April 21st, 2020 at 10:28 AM ^

it won't be because we don't demand it. like it or not, we all comply and resign ourselves to the status quo, which is what makes it the status quo. we'll all go back to putting up with all the things we don't like about the current system as soon as COVID has moved on from our consciousness because we'll go back to being busy worrying about paying our mortgages and what's on TV.  

jblaze

April 21st, 2020 at 10:19 AM ^

Let's praise hospital workers as heroes and have songs and fundraisers for them... then treat them like trash and fire them. Playbook stole from the treatment of our Veterans.

Bill Brasky

April 21st, 2020 at 10:32 AM ^

My two cents because I work for a major healthcare system. They are suffering, but have large reserves to survive this. However, every hospital will use this for an opportunity to trim the fat and ask for bailouts. Beaumont’s administration are snakes. They probably have the biggest surplus stocked up, and they are crying wolf the loudest. Maybe that’s the smart thing to do? I’m not sure about the ethics of it. But all hospitals are/will suffer. Some more than others. Eventually though, people will still need those surgeries, those admissions, this appoitnments, so they won’t suffer too long if they can get through this hump.

Njia

April 21st, 2020 at 10:39 AM ^

This does not surprise me. Beaumont has not been well-managed for many years. When William Beaumont Hospital merged with Botsford, Oakwood, etc., a few years ago, it was out of financial necessity - they were near bankruptcy. Not much has improved in the time since.

Bodogblog

April 21st, 2020 at 10:58 AM ^

The two competing national priorities in one story: stay home stay safe (especially medical workers for the latter, vs. economic need. 

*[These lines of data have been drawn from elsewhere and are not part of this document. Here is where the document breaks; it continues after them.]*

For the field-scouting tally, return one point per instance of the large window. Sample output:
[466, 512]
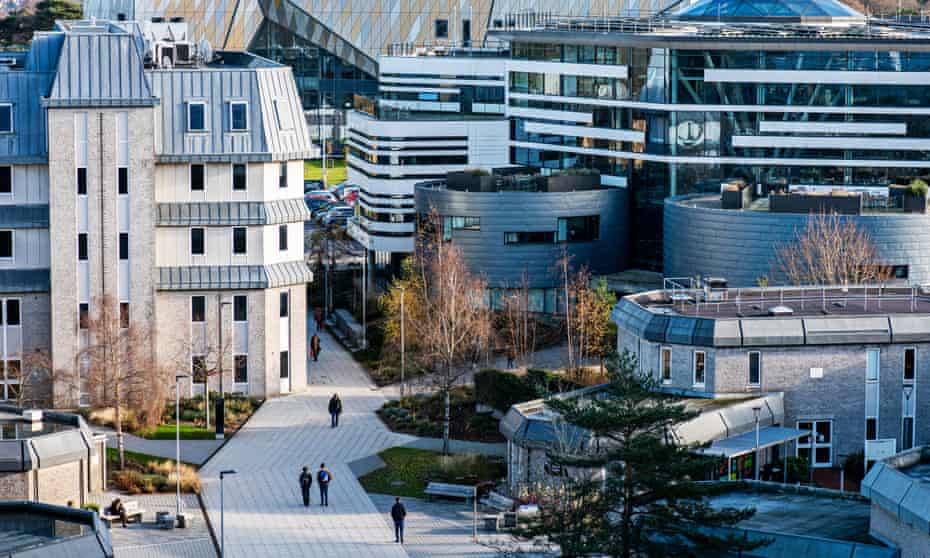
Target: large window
[239, 240]
[238, 116]
[196, 117]
[197, 178]
[240, 180]
[579, 229]
[816, 448]
[665, 364]
[197, 241]
[198, 308]
[698, 367]
[755, 368]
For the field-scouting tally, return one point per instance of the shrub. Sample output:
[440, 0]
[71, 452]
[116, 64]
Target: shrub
[917, 188]
[499, 390]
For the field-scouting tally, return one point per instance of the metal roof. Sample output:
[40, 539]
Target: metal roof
[233, 213]
[192, 278]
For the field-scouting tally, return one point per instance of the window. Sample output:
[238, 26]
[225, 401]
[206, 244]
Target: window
[122, 175]
[6, 245]
[579, 229]
[83, 315]
[6, 179]
[239, 241]
[285, 364]
[199, 368]
[755, 368]
[82, 247]
[241, 369]
[699, 357]
[282, 237]
[238, 116]
[82, 181]
[910, 364]
[12, 311]
[196, 117]
[283, 304]
[197, 243]
[124, 246]
[529, 237]
[282, 175]
[197, 178]
[239, 177]
[283, 112]
[6, 118]
[442, 28]
[198, 309]
[240, 308]
[820, 442]
[665, 364]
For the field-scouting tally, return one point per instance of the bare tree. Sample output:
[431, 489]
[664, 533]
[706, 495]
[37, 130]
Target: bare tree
[519, 325]
[830, 250]
[121, 368]
[454, 322]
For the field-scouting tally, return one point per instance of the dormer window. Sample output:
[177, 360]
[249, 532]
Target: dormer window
[197, 117]
[6, 118]
[238, 117]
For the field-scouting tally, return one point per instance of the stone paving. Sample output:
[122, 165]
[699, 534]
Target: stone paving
[145, 541]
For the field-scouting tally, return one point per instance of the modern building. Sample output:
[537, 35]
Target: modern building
[705, 237]
[847, 360]
[171, 191]
[513, 227]
[793, 93]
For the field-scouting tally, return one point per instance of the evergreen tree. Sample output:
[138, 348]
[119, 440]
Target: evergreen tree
[649, 504]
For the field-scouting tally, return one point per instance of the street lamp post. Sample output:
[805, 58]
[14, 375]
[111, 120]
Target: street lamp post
[755, 411]
[219, 417]
[177, 438]
[403, 339]
[222, 513]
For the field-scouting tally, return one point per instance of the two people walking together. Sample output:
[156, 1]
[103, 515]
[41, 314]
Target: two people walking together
[323, 477]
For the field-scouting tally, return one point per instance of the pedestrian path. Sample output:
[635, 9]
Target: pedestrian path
[264, 515]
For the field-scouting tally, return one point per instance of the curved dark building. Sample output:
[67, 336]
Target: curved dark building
[521, 223]
[702, 238]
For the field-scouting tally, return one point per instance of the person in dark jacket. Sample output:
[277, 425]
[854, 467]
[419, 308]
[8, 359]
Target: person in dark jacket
[398, 513]
[306, 481]
[323, 478]
[335, 409]
[315, 347]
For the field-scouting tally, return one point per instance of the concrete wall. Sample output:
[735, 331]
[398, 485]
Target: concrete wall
[500, 212]
[741, 245]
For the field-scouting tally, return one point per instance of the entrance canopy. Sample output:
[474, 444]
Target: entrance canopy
[741, 444]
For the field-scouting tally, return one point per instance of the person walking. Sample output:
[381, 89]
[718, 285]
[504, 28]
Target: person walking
[315, 347]
[398, 513]
[323, 478]
[306, 481]
[335, 409]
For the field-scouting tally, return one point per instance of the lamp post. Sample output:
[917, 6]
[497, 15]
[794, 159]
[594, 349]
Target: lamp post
[219, 417]
[222, 514]
[755, 411]
[403, 360]
[177, 438]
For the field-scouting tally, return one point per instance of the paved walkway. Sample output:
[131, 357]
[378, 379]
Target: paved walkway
[264, 515]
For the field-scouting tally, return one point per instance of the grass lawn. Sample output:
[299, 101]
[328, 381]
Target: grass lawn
[408, 470]
[167, 432]
[335, 170]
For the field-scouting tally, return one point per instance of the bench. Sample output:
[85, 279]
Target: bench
[449, 490]
[133, 514]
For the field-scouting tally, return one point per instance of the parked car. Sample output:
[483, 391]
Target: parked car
[337, 215]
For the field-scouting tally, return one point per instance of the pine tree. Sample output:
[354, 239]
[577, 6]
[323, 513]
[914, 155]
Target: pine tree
[649, 504]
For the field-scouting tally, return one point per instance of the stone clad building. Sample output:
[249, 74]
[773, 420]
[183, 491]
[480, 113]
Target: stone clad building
[171, 190]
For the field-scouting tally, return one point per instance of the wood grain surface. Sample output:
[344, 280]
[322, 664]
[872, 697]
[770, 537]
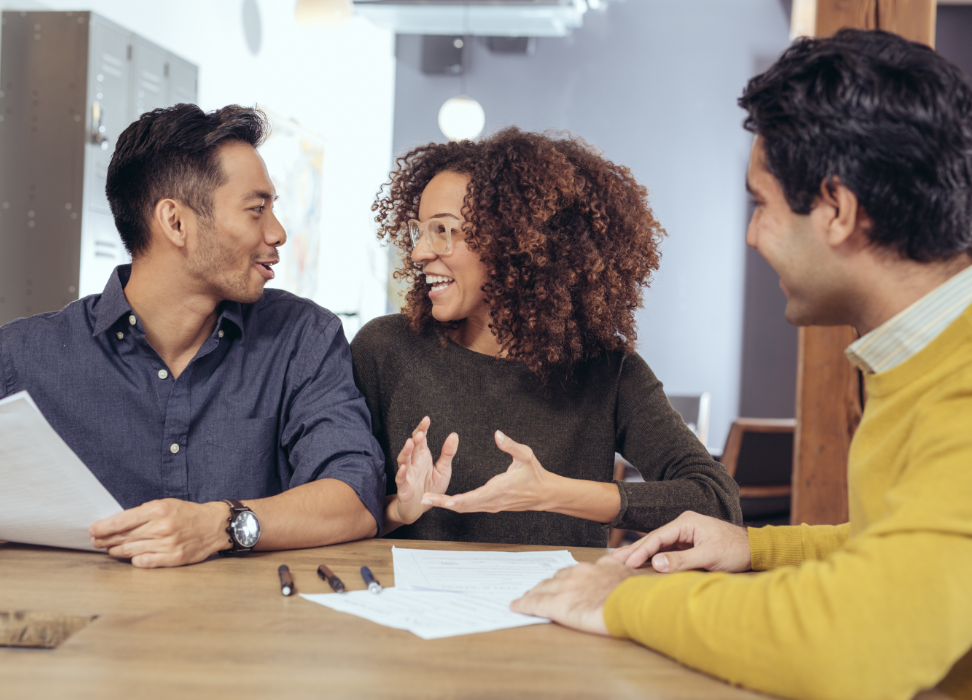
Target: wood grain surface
[222, 629]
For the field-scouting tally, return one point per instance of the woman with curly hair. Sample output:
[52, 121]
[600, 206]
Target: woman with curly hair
[527, 256]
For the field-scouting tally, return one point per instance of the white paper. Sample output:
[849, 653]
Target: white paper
[429, 614]
[47, 495]
[508, 573]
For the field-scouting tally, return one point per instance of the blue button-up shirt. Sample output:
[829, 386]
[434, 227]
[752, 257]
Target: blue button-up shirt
[268, 402]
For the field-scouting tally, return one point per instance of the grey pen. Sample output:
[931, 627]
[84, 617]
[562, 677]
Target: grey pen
[370, 579]
[333, 581]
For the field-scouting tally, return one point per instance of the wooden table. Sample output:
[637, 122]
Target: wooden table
[222, 629]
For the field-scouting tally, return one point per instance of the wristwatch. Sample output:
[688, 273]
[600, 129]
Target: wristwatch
[244, 529]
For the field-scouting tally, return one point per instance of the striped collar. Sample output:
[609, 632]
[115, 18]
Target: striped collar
[907, 333]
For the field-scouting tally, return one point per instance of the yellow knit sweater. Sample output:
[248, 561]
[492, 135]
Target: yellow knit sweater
[878, 608]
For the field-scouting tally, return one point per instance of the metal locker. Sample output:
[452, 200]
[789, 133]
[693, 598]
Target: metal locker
[149, 89]
[70, 83]
[109, 87]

Can we please stop calling anyone who wants to prioritize the former a nazi totalitarian who wants to dominate everyone's movement and anyone who wants to prioritize the latter a nazi capitalist who wants to people to die so they can profit?  


Anyone facing unemployment in this insanely stressful environment would be terrified.  Anyone with a pre-exsiting condition or aged facing an infection from this virus - or anyone with a loved one in that situation - would be terrified.  There needs to be a balance.  It seems like the governments at the state and federal levels already have a plan to implement this.  It's not been perfect on any side.  Overall it seems like there has been and is a plan.  The energy being wasted on all sides demonizing the other is wasted, and in my mind, is covering what has been a fairly successful response (by both parties) to a horrible pandemic.  The curve was flattened, hospitals were not overrun, there is a plan to slowly re-start the economy.  

blue in dc

April 21st, 2020 at 2:59 PM ^

The problem is that like many entirely predictable challenges, as a society, we don’t prepare for them in advance.    There were multiple steps in the process where we as a country could have done things better to prepare for this.   We chose not too.   I’ve said it before and I am sure I will say it again, when you put people in charge of government who fundamentally don’t believe government works, you shouldn’t be surprised when you really need government to work that it fails.